There are variations to the right of first refusal, such as the right to offer to purchase the respective interests of all of the joint venture participants if one joint venture participant obtains an offer to buy the whole project from a third party.
Rights of first refusal are usually made continuing: if the selling participant is unable to complete its sale to the third-party purchaser by the deadline for doing so, then the seller is required to go through the process once again before being able to close the sale.
Occasionally, joint venture participants will want an early warning that the other joint venture participant wishes to dispose of its interest in the project, whether because that participant no longer believes that the joint venture arrangement is viable or desirable, or for some other reason. Unlike the right of first refusal, which is initiated by a third party, a right of first offer is triggered by the joint venture participant that is selling.
Accordingly, joint venture agreements often provide that the joint venture participant intending to sell its interest must first deliver to the other joint venture participant a written notice advising of the price and terms on which it wishes to sell its interest and giving such other joint venture participant, say, 30 days to decide and notify the selling participant whether it wishes to purchase such interest at such proposed price and on such proposed terms.
The non-selling joint venture participant usually has two options.
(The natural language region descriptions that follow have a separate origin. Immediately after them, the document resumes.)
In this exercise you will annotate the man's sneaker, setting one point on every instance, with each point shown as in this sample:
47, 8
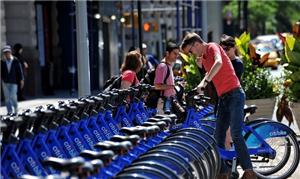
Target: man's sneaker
249, 174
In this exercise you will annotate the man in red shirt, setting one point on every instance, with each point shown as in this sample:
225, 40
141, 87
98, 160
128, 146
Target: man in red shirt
231, 98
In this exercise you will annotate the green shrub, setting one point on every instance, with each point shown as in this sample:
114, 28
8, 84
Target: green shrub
256, 81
The first option is to buy the interest of the selling joint venture participant. The second option is for the non-selling joint venture participant to decline to purchase and, as a result, enable the selling joint venture participant to market its interest for a stipulated period of time (180 days being the norm) with a view to finding a third-party purchaser willing to purchase for a price no lower and otherwise on terms no more advantageous, in the aggregate, to such third-party purchaser than those offered to the non-selling joint venture participant.
This second option could play out in a number of ways. Firstly, the sale may be completed in accordance with the stated specifications in the joint venture agreement. Secondly, if due to timing problems the sale may not be completed within the 180 days, then the selling joint venture participant would be required to go through the sale procedure a second time. Thirdly, the selling joint venture participant may find a third-party purchaser within the prescribed period but the price and the terms that such purchaser is prepared to purchase are more advantageous to the purchaser than those offered to the non-selling joint venture participant.
In such event, the selling joint venture participant would be required to give the non-selling joint venture participant a reasonably brief period of time (say, 20 business days) either to match price and terms offered by the third-party purchaser or to allow the sale to proceed.
Piggyback and Drag Along
Other exotic variations of the right of first offer typically found in joint venture agreements include a "piggyback". This means that a third party intending to purchase the interest of one joint venture participant must offer to purchase the interest of the other joint venture participant on the same terms and conditions and the same per unit price.
Another variation is a "drag along". This means that if the majority joint venture participant sells its interest to the third party, the minority joint venture participant can be "dragged along" and required to sell its minority interest to the same third-party purchaser on the same terms and conditions and the same per unit price.